Davison & Steel provide a comprehensive overview of our current state of knowledge of the margin between South Africa and Somalia, including the Seychelles and Madagascar. The most valuable new data presented are the numerous maps, seismic lines and cross-sections across the different frontier basins. As in the rifts, as more data are gathered, there is a trend of increased complexity evident with many basins now interpreted to be considerably deeper than once predicted, and filled with thick sediments from rift shoulders of multiple ages and eroded uplifts, such as that of the African superplume. This highlights perhaps the explorers’ prime concern along this margin, that overburdens to the rift-related source rocks will push these into the gas window, and it is notable that recent licence round awards, such as those in the Angoche Basin of Mozambique, have been concentrated in regions of diminished overburden. Davison & Steel highlight other basins, such as those in Somalia, where the overburden to Jurassic (or in some cases Cretaceous) source rocks may be diminished.

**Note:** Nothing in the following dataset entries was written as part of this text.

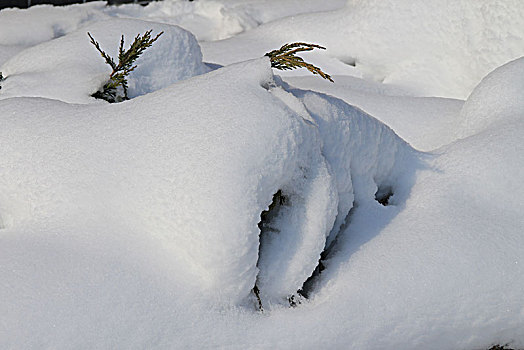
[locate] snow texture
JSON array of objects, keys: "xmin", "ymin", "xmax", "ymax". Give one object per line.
[
  {"xmin": 0, "ymin": 18, "xmax": 209, "ymax": 103},
  {"xmin": 459, "ymin": 57, "xmax": 524, "ymax": 138},
  {"xmin": 1, "ymin": 1, "xmax": 524, "ymax": 349},
  {"xmin": 201, "ymin": 0, "xmax": 524, "ymax": 99}
]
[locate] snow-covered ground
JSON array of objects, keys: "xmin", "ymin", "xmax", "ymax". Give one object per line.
[{"xmin": 1, "ymin": 1, "xmax": 524, "ymax": 349}]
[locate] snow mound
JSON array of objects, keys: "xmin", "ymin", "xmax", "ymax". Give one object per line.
[
  {"xmin": 0, "ymin": 2, "xmax": 108, "ymax": 47},
  {"xmin": 3, "ymin": 2, "xmax": 523, "ymax": 348},
  {"xmin": 284, "ymin": 75, "xmax": 464, "ymax": 152},
  {"xmin": 459, "ymin": 56, "xmax": 524, "ymax": 138},
  {"xmin": 0, "ymin": 18, "xmax": 210, "ymax": 103},
  {"xmin": 105, "ymin": 0, "xmax": 347, "ymax": 42},
  {"xmin": 341, "ymin": 0, "xmax": 524, "ymax": 98},
  {"xmin": 0, "ymin": 56, "xmax": 414, "ymax": 311},
  {"xmin": 318, "ymin": 103, "xmax": 524, "ymax": 350},
  {"xmin": 256, "ymin": 86, "xmax": 415, "ymax": 304},
  {"xmin": 106, "ymin": 0, "xmax": 259, "ymax": 42},
  {"xmin": 202, "ymin": 0, "xmax": 524, "ymax": 99},
  {"xmin": 296, "ymin": 90, "xmax": 415, "ymax": 245},
  {"xmin": 0, "ymin": 58, "xmax": 329, "ymax": 307}
]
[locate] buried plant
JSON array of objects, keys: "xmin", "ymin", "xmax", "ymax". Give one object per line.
[
  {"xmin": 0, "ymin": 72, "xmax": 4, "ymax": 90},
  {"xmin": 265, "ymin": 42, "xmax": 334, "ymax": 82},
  {"xmin": 88, "ymin": 30, "xmax": 163, "ymax": 103}
]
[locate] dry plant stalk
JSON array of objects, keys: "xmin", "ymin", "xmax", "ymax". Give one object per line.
[{"xmin": 265, "ymin": 42, "xmax": 334, "ymax": 82}]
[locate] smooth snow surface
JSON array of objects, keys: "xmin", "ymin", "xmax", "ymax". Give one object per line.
[
  {"xmin": 1, "ymin": 1, "xmax": 524, "ymax": 349},
  {"xmin": 459, "ymin": 57, "xmax": 524, "ymax": 138}
]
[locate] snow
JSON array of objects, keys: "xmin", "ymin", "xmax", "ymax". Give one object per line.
[
  {"xmin": 459, "ymin": 57, "xmax": 524, "ymax": 138},
  {"xmin": 201, "ymin": 0, "xmax": 524, "ymax": 99},
  {"xmin": 1, "ymin": 1, "xmax": 524, "ymax": 349},
  {"xmin": 283, "ymin": 75, "xmax": 464, "ymax": 151},
  {"xmin": 0, "ymin": 18, "xmax": 209, "ymax": 103}
]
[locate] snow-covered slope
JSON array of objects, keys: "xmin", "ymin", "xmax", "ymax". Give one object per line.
[
  {"xmin": 0, "ymin": 55, "xmax": 417, "ymax": 347},
  {"xmin": 0, "ymin": 18, "xmax": 209, "ymax": 103},
  {"xmin": 459, "ymin": 57, "xmax": 524, "ymax": 138},
  {"xmin": 201, "ymin": 0, "xmax": 524, "ymax": 99},
  {"xmin": 1, "ymin": 1, "xmax": 523, "ymax": 349}
]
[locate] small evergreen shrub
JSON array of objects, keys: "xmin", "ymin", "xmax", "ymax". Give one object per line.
[
  {"xmin": 88, "ymin": 30, "xmax": 163, "ymax": 103},
  {"xmin": 265, "ymin": 42, "xmax": 334, "ymax": 82}
]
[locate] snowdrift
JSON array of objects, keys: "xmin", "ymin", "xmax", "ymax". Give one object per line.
[
  {"xmin": 201, "ymin": 0, "xmax": 524, "ymax": 99},
  {"xmin": 1, "ymin": 1, "xmax": 524, "ymax": 349},
  {"xmin": 0, "ymin": 18, "xmax": 209, "ymax": 103},
  {"xmin": 459, "ymin": 57, "xmax": 524, "ymax": 137},
  {"xmin": 0, "ymin": 55, "xmax": 414, "ymax": 309}
]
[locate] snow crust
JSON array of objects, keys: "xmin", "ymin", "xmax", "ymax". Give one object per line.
[{"xmin": 1, "ymin": 1, "xmax": 524, "ymax": 349}]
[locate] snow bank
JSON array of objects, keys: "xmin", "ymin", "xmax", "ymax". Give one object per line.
[
  {"xmin": 0, "ymin": 18, "xmax": 209, "ymax": 103},
  {"xmin": 139, "ymin": 59, "xmax": 523, "ymax": 350},
  {"xmin": 0, "ymin": 58, "xmax": 330, "ymax": 308},
  {"xmin": 297, "ymin": 91, "xmax": 416, "ymax": 245},
  {"xmin": 309, "ymin": 107, "xmax": 524, "ymax": 350},
  {"xmin": 102, "ymin": 0, "xmax": 347, "ymax": 42},
  {"xmin": 0, "ymin": 2, "xmax": 107, "ymax": 47},
  {"xmin": 0, "ymin": 54, "xmax": 414, "ymax": 313},
  {"xmin": 459, "ymin": 56, "xmax": 524, "ymax": 138},
  {"xmin": 202, "ymin": 0, "xmax": 524, "ymax": 99},
  {"xmin": 288, "ymin": 59, "xmax": 524, "ymax": 349},
  {"xmin": 256, "ymin": 86, "xmax": 415, "ymax": 303},
  {"xmin": 0, "ymin": 2, "xmax": 107, "ymax": 65},
  {"xmin": 105, "ymin": 0, "xmax": 259, "ymax": 42},
  {"xmin": 2, "ymin": 2, "xmax": 524, "ymax": 349},
  {"xmin": 285, "ymin": 75, "xmax": 464, "ymax": 151}
]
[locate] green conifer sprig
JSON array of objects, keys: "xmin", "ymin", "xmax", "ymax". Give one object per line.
[
  {"xmin": 265, "ymin": 42, "xmax": 334, "ymax": 82},
  {"xmin": 88, "ymin": 30, "xmax": 163, "ymax": 102}
]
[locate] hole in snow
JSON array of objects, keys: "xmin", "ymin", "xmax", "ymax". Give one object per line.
[
  {"xmin": 375, "ymin": 186, "xmax": 393, "ymax": 206},
  {"xmin": 253, "ymin": 189, "xmax": 288, "ymax": 311}
]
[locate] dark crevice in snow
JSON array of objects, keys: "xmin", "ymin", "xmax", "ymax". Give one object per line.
[
  {"xmin": 252, "ymin": 284, "xmax": 263, "ymax": 312},
  {"xmin": 287, "ymin": 294, "xmax": 302, "ymax": 307},
  {"xmin": 258, "ymin": 190, "xmax": 287, "ymax": 232},
  {"xmin": 261, "ymin": 79, "xmax": 277, "ymax": 91},
  {"xmin": 296, "ymin": 184, "xmax": 394, "ymax": 301},
  {"xmin": 52, "ymin": 24, "xmax": 67, "ymax": 39},
  {"xmin": 296, "ymin": 204, "xmax": 357, "ymax": 300},
  {"xmin": 339, "ymin": 56, "xmax": 357, "ymax": 67},
  {"xmin": 203, "ymin": 62, "xmax": 223, "ymax": 71},
  {"xmin": 254, "ymin": 189, "xmax": 288, "ymax": 311},
  {"xmin": 375, "ymin": 185, "xmax": 394, "ymax": 206}
]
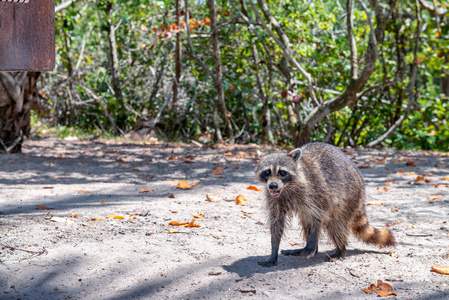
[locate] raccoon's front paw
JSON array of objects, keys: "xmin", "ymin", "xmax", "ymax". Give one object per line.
[{"xmin": 258, "ymin": 258, "xmax": 277, "ymax": 267}]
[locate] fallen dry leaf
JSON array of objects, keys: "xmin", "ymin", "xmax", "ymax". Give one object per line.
[
  {"xmin": 409, "ymin": 172, "xmax": 416, "ymax": 175},
  {"xmin": 384, "ymin": 181, "xmax": 394, "ymax": 186},
  {"xmin": 139, "ymin": 188, "xmax": 154, "ymax": 193},
  {"xmin": 69, "ymin": 212, "xmax": 79, "ymax": 218},
  {"xmin": 406, "ymin": 160, "xmax": 417, "ymax": 167},
  {"xmin": 100, "ymin": 201, "xmax": 106, "ymax": 204},
  {"xmin": 431, "ymin": 266, "xmax": 449, "ymax": 275},
  {"xmin": 170, "ymin": 210, "xmax": 178, "ymax": 213},
  {"xmin": 169, "ymin": 230, "xmax": 178, "ymax": 234},
  {"xmin": 377, "ymin": 187, "xmax": 389, "ymax": 193},
  {"xmin": 390, "ymin": 253, "xmax": 399, "ymax": 258},
  {"xmin": 415, "ymin": 175, "xmax": 424, "ymax": 184},
  {"xmin": 357, "ymin": 164, "xmax": 371, "ymax": 169},
  {"xmin": 212, "ymin": 166, "xmax": 227, "ymax": 175},
  {"xmin": 194, "ymin": 212, "xmax": 205, "ymax": 219},
  {"xmin": 185, "ymin": 219, "xmax": 201, "ymax": 228},
  {"xmin": 36, "ymin": 205, "xmax": 53, "ymax": 210},
  {"xmin": 428, "ymin": 195, "xmax": 443, "ymax": 200},
  {"xmin": 106, "ymin": 214, "xmax": 124, "ymax": 219},
  {"xmin": 367, "ymin": 202, "xmax": 382, "ymax": 206},
  {"xmin": 176, "ymin": 180, "xmax": 198, "ymax": 189},
  {"xmin": 169, "ymin": 221, "xmax": 189, "ymax": 226},
  {"xmin": 364, "ymin": 280, "xmax": 397, "ymax": 297},
  {"xmin": 235, "ymin": 195, "xmax": 247, "ymax": 206},
  {"xmin": 43, "ymin": 186, "xmax": 54, "ymax": 189},
  {"xmin": 77, "ymin": 190, "xmax": 91, "ymax": 194},
  {"xmin": 206, "ymin": 194, "xmax": 222, "ymax": 202},
  {"xmin": 129, "ymin": 216, "xmax": 137, "ymax": 220},
  {"xmin": 88, "ymin": 218, "xmax": 104, "ymax": 221},
  {"xmin": 168, "ymin": 194, "xmax": 175, "ymax": 198},
  {"xmin": 242, "ymin": 211, "xmax": 253, "ymax": 214},
  {"xmin": 443, "ymin": 177, "xmax": 449, "ymax": 181},
  {"xmin": 246, "ymin": 185, "xmax": 262, "ymax": 192}
]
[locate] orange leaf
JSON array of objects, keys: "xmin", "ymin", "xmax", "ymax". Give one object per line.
[
  {"xmin": 170, "ymin": 221, "xmax": 188, "ymax": 226},
  {"xmin": 235, "ymin": 195, "xmax": 247, "ymax": 206},
  {"xmin": 367, "ymin": 202, "xmax": 382, "ymax": 206},
  {"xmin": 69, "ymin": 213, "xmax": 78, "ymax": 218},
  {"xmin": 168, "ymin": 157, "xmax": 176, "ymax": 161},
  {"xmin": 377, "ymin": 280, "xmax": 393, "ymax": 291},
  {"xmin": 428, "ymin": 195, "xmax": 443, "ymax": 200},
  {"xmin": 415, "ymin": 175, "xmax": 424, "ymax": 184},
  {"xmin": 176, "ymin": 180, "xmax": 198, "ymax": 189},
  {"xmin": 194, "ymin": 212, "xmax": 205, "ymax": 219},
  {"xmin": 129, "ymin": 216, "xmax": 137, "ymax": 220},
  {"xmin": 376, "ymin": 187, "xmax": 388, "ymax": 193},
  {"xmin": 169, "ymin": 230, "xmax": 178, "ymax": 234},
  {"xmin": 409, "ymin": 172, "xmax": 415, "ymax": 175},
  {"xmin": 170, "ymin": 210, "xmax": 178, "ymax": 213},
  {"xmin": 36, "ymin": 205, "xmax": 53, "ymax": 210},
  {"xmin": 212, "ymin": 166, "xmax": 226, "ymax": 175},
  {"xmin": 373, "ymin": 290, "xmax": 397, "ymax": 297},
  {"xmin": 43, "ymin": 186, "xmax": 54, "ymax": 189},
  {"xmin": 431, "ymin": 266, "xmax": 449, "ymax": 275},
  {"xmin": 406, "ymin": 160, "xmax": 416, "ymax": 167},
  {"xmin": 89, "ymin": 218, "xmax": 104, "ymax": 221},
  {"xmin": 357, "ymin": 164, "xmax": 371, "ymax": 169},
  {"xmin": 107, "ymin": 214, "xmax": 124, "ymax": 219},
  {"xmin": 139, "ymin": 188, "xmax": 154, "ymax": 193},
  {"xmin": 77, "ymin": 190, "xmax": 91, "ymax": 194},
  {"xmin": 100, "ymin": 201, "xmax": 106, "ymax": 204},
  {"xmin": 246, "ymin": 185, "xmax": 262, "ymax": 192},
  {"xmin": 443, "ymin": 177, "xmax": 449, "ymax": 181},
  {"xmin": 384, "ymin": 181, "xmax": 394, "ymax": 186},
  {"xmin": 185, "ymin": 219, "xmax": 201, "ymax": 228},
  {"xmin": 363, "ymin": 288, "xmax": 373, "ymax": 294},
  {"xmin": 390, "ymin": 253, "xmax": 399, "ymax": 258},
  {"xmin": 206, "ymin": 194, "xmax": 222, "ymax": 202},
  {"xmin": 242, "ymin": 211, "xmax": 253, "ymax": 214}
]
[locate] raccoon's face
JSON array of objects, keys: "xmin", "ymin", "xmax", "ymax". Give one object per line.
[
  {"xmin": 256, "ymin": 149, "xmax": 302, "ymax": 198},
  {"xmin": 258, "ymin": 166, "xmax": 294, "ymax": 197}
]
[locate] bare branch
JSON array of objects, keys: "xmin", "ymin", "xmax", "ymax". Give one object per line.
[
  {"xmin": 366, "ymin": 0, "xmax": 421, "ymax": 148},
  {"xmin": 347, "ymin": 0, "xmax": 358, "ymax": 80},
  {"xmin": 249, "ymin": 0, "xmax": 319, "ymax": 106}
]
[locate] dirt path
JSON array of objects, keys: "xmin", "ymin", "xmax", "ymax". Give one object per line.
[{"xmin": 1, "ymin": 137, "xmax": 448, "ymax": 299}]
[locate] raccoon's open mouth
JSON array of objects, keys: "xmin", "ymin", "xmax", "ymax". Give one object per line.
[{"xmin": 270, "ymin": 190, "xmax": 280, "ymax": 197}]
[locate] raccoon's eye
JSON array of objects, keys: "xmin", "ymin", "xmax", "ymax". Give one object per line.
[
  {"xmin": 278, "ymin": 170, "xmax": 288, "ymax": 177},
  {"xmin": 262, "ymin": 170, "xmax": 271, "ymax": 177}
]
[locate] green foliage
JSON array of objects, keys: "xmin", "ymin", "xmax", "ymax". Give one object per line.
[{"xmin": 35, "ymin": 0, "xmax": 449, "ymax": 151}]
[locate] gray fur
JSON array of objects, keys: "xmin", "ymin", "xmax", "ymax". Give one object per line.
[{"xmin": 256, "ymin": 142, "xmax": 395, "ymax": 267}]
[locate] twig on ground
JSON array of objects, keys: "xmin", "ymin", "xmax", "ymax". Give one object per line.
[{"xmin": 0, "ymin": 243, "xmax": 47, "ymax": 260}]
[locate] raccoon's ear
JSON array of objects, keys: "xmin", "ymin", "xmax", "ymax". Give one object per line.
[{"xmin": 288, "ymin": 148, "xmax": 302, "ymax": 162}]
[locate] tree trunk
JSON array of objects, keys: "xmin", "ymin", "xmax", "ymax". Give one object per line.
[
  {"xmin": 104, "ymin": 1, "xmax": 125, "ymax": 129},
  {"xmin": 0, "ymin": 72, "xmax": 39, "ymax": 153},
  {"xmin": 173, "ymin": 0, "xmax": 182, "ymax": 111},
  {"xmin": 207, "ymin": 0, "xmax": 233, "ymax": 140}
]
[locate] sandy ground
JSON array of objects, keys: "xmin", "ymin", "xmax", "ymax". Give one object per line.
[{"xmin": 1, "ymin": 137, "xmax": 449, "ymax": 299}]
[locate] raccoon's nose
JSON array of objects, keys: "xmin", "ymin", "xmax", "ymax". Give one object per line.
[{"xmin": 269, "ymin": 182, "xmax": 278, "ymax": 190}]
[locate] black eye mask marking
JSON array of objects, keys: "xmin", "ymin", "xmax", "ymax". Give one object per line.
[{"xmin": 278, "ymin": 170, "xmax": 287, "ymax": 177}]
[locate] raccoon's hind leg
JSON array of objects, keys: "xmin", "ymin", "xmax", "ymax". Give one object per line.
[
  {"xmin": 326, "ymin": 223, "xmax": 350, "ymax": 261},
  {"xmin": 281, "ymin": 218, "xmax": 320, "ymax": 259}
]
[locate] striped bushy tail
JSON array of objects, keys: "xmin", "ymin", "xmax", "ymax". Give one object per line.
[{"xmin": 352, "ymin": 214, "xmax": 396, "ymax": 246}]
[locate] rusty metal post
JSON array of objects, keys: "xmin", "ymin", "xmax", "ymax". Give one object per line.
[{"xmin": 0, "ymin": 0, "xmax": 55, "ymax": 71}]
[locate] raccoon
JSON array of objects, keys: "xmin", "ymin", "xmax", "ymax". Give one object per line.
[{"xmin": 255, "ymin": 142, "xmax": 395, "ymax": 267}]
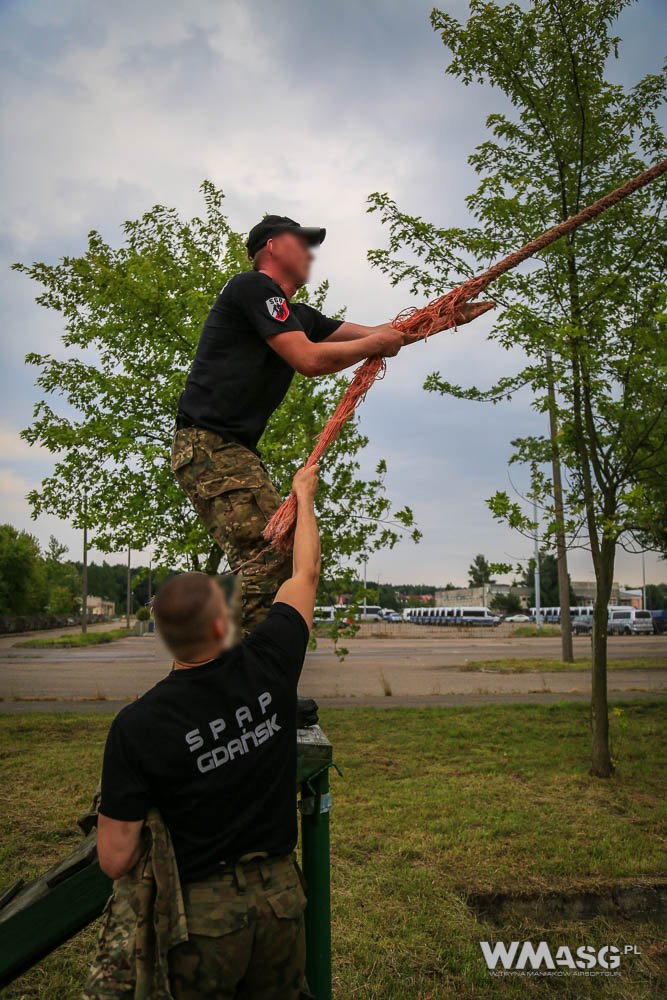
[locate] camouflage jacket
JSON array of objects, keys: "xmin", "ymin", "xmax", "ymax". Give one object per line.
[{"xmin": 82, "ymin": 808, "xmax": 188, "ymax": 1000}]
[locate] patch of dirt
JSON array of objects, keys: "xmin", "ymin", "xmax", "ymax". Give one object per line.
[{"xmin": 467, "ymin": 882, "xmax": 667, "ymax": 924}]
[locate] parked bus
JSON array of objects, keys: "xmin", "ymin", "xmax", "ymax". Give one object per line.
[
  {"xmin": 529, "ymin": 605, "xmax": 594, "ymax": 625},
  {"xmin": 406, "ymin": 606, "xmax": 500, "ymax": 627}
]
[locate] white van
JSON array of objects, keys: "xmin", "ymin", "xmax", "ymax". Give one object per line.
[
  {"xmin": 607, "ymin": 608, "xmax": 654, "ymax": 636},
  {"xmin": 314, "ymin": 605, "xmax": 337, "ymax": 623},
  {"xmin": 357, "ymin": 605, "xmax": 383, "ymax": 623},
  {"xmin": 409, "ymin": 606, "xmax": 499, "ymax": 627},
  {"xmin": 455, "ymin": 607, "xmax": 500, "ymax": 627}
]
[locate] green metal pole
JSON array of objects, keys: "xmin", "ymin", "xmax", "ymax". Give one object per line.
[{"xmin": 301, "ymin": 767, "xmax": 331, "ymax": 1000}]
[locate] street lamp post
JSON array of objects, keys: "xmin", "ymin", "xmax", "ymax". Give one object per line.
[
  {"xmin": 81, "ymin": 494, "xmax": 88, "ymax": 636},
  {"xmin": 642, "ymin": 551, "xmax": 646, "ymax": 610},
  {"xmin": 533, "ymin": 499, "xmax": 541, "ymax": 628},
  {"xmin": 362, "ymin": 558, "xmax": 367, "ymax": 619},
  {"xmin": 126, "ymin": 547, "xmax": 132, "ymax": 629}
]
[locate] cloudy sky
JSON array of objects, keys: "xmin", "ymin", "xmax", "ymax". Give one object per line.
[{"xmin": 1, "ymin": 0, "xmax": 665, "ymax": 588}]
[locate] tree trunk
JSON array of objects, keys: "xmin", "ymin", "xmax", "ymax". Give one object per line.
[
  {"xmin": 546, "ymin": 353, "xmax": 573, "ymax": 661},
  {"xmin": 81, "ymin": 517, "xmax": 88, "ymax": 636},
  {"xmin": 126, "ymin": 547, "xmax": 132, "ymax": 629},
  {"xmin": 590, "ymin": 538, "xmax": 615, "ymax": 777}
]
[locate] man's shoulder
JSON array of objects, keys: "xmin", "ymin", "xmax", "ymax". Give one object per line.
[
  {"xmin": 245, "ymin": 602, "xmax": 309, "ymax": 655},
  {"xmin": 225, "ymin": 270, "xmax": 280, "ymax": 296},
  {"xmin": 110, "ymin": 678, "xmax": 169, "ymax": 733}
]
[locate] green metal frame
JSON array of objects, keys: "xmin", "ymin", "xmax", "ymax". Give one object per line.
[
  {"xmin": 0, "ymin": 725, "xmax": 334, "ymax": 997},
  {"xmin": 298, "ymin": 729, "xmax": 337, "ymax": 1000}
]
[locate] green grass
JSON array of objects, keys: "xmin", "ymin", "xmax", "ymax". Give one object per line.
[
  {"xmin": 1, "ymin": 704, "xmax": 666, "ymax": 998},
  {"xmin": 511, "ymin": 624, "xmax": 562, "ymax": 637},
  {"xmin": 463, "ymin": 656, "xmax": 667, "ymax": 673},
  {"xmin": 13, "ymin": 627, "xmax": 131, "ymax": 649}
]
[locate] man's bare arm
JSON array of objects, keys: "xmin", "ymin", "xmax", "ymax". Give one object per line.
[
  {"xmin": 268, "ymin": 325, "xmax": 401, "ymax": 377},
  {"xmin": 274, "ymin": 466, "xmax": 321, "ymax": 630},
  {"xmin": 267, "ymin": 302, "xmax": 495, "ymax": 377},
  {"xmin": 97, "ymin": 814, "xmax": 144, "ymax": 880},
  {"xmin": 324, "ymin": 321, "xmax": 382, "ymax": 342},
  {"xmin": 324, "ymin": 304, "xmax": 495, "ymax": 345}
]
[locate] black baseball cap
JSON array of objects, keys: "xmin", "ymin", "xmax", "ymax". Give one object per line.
[{"xmin": 246, "ymin": 215, "xmax": 326, "ymax": 258}]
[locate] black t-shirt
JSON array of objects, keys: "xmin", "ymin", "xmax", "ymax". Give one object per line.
[
  {"xmin": 177, "ymin": 271, "xmax": 342, "ymax": 452},
  {"xmin": 99, "ymin": 603, "xmax": 309, "ymax": 884}
]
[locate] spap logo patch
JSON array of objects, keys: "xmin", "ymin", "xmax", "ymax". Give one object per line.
[{"xmin": 266, "ymin": 296, "xmax": 289, "ymax": 322}]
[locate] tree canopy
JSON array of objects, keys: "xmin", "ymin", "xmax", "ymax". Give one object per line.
[
  {"xmin": 468, "ymin": 553, "xmax": 495, "ymax": 587},
  {"xmin": 368, "ymin": 0, "xmax": 666, "ymax": 776},
  {"xmin": 16, "ymin": 182, "xmax": 419, "ymax": 580},
  {"xmin": 520, "ymin": 551, "xmax": 577, "ymax": 607},
  {"xmin": 0, "ymin": 526, "xmax": 80, "ymax": 617}
]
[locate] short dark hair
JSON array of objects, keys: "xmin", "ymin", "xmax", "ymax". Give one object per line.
[{"xmin": 152, "ymin": 572, "xmax": 223, "ymax": 660}]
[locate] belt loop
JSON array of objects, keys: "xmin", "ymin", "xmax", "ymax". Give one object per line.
[{"xmin": 234, "ymin": 862, "xmax": 247, "ymax": 893}]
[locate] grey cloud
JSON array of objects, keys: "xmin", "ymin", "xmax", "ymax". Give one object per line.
[{"xmin": 1, "ymin": 0, "xmax": 664, "ymax": 586}]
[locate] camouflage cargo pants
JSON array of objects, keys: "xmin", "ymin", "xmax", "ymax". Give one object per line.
[
  {"xmin": 169, "ymin": 854, "xmax": 308, "ymax": 1000},
  {"xmin": 172, "ymin": 428, "xmax": 291, "ymax": 635}
]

Within the second group of papers, to be published in August 2018, reviews are expected to be presented of several basins within the region, one on the effects of volcanic topography on petroleum systems within Kenyan and Ethiopian rifts, and three along the East Africa margin, on Somalia, Tanzania and the Zambezi Basin of Mozambique. In particular, we anticipate the publication of significant new deep-water seismic and well data offshore Tanzania, linking onshore to deep-water offshore areas, and helping to drive a new sequence stratigraphic model for the evolution of this part of the margin from rifting and break-up to the present.
There is thus a pattern through this compilation of increasing tectonic complexity in our interpretations of East Africa basins, which is reflected in the variety and sometimes unusual nature of the petroleum systems recognized to date. The two parts to this thematic set make progress in constraining, but not firmly resolving, some of the key tectonic interpretations, such as the COB location and original continental fit. No doubt improved models will result from further conferences and publications, as is typified by Purcell's improvements on the East African Rift's temporal analysis from an earlier paper by Macgregor (2015). There are still many tantalizing aspects of East African petroleum geology yet to document and we look forward to the day when this fascinating geological region becomes as well documented as other key petroleum provinces in the world. These papers represent a significant step in this process.